So, I needed to ship a care package to College Girl last week. It contained a Raggedy Ann Halloween
costume, among other things. I have a FedEx account with an excellent discount due to having a home-based direct sales business through a company that happens to be their largest residential shipping customer. I had the package, all 5.5 pounds of it, boxed and taped up, pre-addressed, etc. I just wanted to find out how much it was going to cost me, depending on what time it arrived (morning or afternoon). It was shipping from KC to Chicago. I had shipped to College Girl previously, just not overnight. The gentleman assigned to assist me was visibly distressed when I handed him my account card, shoulders heaving and sighing heavily.
Balanced Babe: Could you please tell me what it will cost to ship, morning vs. afternoon?
FedEx #1: About $5.00 difference.
BB: Oh, well, I have a really good discount, so if you could just check what it will be for each, that would be great.
FE 1: (Sighing...disturbed, looking at my FedEx/Kinko's combo card with consternation...) Frank, is this a shipping card???
From somewhere hidden across the room, Frank responds that yes, it is indeed a shipping card and the account # is the one that says, "FedEx Shipping #". Hmmm...funny how that works. There really isn't that much data on the card, but this has been the source of confusion for some time, actually. FE 1 proceeds with his sighing and types a few numbers into his monitor. He stares at the screen for a few moments and then confidently announces the following:
FE 1: That will be $88.02 for 10 am tomorrow, $58.01 for about noon and $51.76 for 3 pm.
BB: (dumbfounded and...nearly...at a loss for words) Are you kidding me??? $88? (panicking...gathering my thoughts...panicking some more...knowing that College Girl needs this costume the next day, or I might as well not even send it at all) So, you're telling me that the least expensive option to get this to Chicago tomorrow is 51 dollars...and 76 cents?
FE 1: (nodding) Yes.
BB: (mouth gaping)
But then, I suddenly catch a glimmer of doubt in this man's eyes...
BB: You're quite certain...
FE 1: Wait...let me check something...(studying the monitor and glancing uncomfortably at my steely gaze)...Frank!!!

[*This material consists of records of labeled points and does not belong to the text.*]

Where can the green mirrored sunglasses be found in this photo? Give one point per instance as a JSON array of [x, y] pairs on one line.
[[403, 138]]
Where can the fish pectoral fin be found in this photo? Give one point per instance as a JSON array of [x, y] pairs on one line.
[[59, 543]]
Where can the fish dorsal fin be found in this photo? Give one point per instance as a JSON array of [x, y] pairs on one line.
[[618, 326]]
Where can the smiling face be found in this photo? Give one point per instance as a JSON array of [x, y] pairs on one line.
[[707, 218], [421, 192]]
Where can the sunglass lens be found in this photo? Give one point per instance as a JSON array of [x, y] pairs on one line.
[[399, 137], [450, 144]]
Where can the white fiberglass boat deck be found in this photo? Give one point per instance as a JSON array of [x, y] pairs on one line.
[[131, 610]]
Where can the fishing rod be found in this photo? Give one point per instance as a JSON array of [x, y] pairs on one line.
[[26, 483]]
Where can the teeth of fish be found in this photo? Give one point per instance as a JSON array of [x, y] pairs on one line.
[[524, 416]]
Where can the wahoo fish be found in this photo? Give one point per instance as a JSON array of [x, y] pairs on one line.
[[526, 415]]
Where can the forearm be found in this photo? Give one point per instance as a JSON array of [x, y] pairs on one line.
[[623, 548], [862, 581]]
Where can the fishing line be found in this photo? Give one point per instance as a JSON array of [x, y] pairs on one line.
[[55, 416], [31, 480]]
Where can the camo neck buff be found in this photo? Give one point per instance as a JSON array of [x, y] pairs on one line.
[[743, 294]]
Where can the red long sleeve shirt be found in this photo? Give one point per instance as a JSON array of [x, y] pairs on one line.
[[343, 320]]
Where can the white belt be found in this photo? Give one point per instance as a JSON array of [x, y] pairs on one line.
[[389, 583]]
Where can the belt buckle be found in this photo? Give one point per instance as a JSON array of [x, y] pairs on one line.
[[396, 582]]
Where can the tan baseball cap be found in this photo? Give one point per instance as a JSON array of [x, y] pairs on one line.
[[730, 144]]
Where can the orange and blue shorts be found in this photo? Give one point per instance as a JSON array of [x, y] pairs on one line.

Suddenly, there's Frank, whom I recognize from many other competently managed visits. Ah, Frank...where've you been? Frank, save us. Frank, what's the good word? Frank, give it to me straight!
Frank: Zach, go ldfkgjlfdkjgld;fkgh
I don't know what it was that Frank told FE 1 (now known to me as Zach) to go do, but FE 1 disappeared with his tail between his legs. Frank took over, typing furiously on the keyboard.
Frank: OK, you wanted this there for the cheapest price possible???
BB: No, actually, I need it there tomorrow, but I just wanted to know the various prices, depending on the time of day.
Frank: OK, it'll be $18.77 if it gets there by 10 am and $16.08 if it gets there by 3 pm.
My heart soars. Halloween is saved. Raggedy Ann will live on!
BB: 3 pm is fine.
I slide my chicken-scratched post-it across the counter to Frank.
BB: Just so you know, this is what Zach quoted me for morning, noon and 3 pm...
Frank's eyes bug out of his head.
Frank: Yeah, that's why I sent him off...that was your discount percentage.
Ha! I knew I had a great discount! Disaster averted. But wow, I hope they keep Zach off the FedEx counter. Perhaps he should just sweep or something.
Didn't Raggedy Ann look adorable -- in her homemade costume --from last year, no less? And her friend, who dressed as Snooki? She's sooo not like that...which made it all the funnier!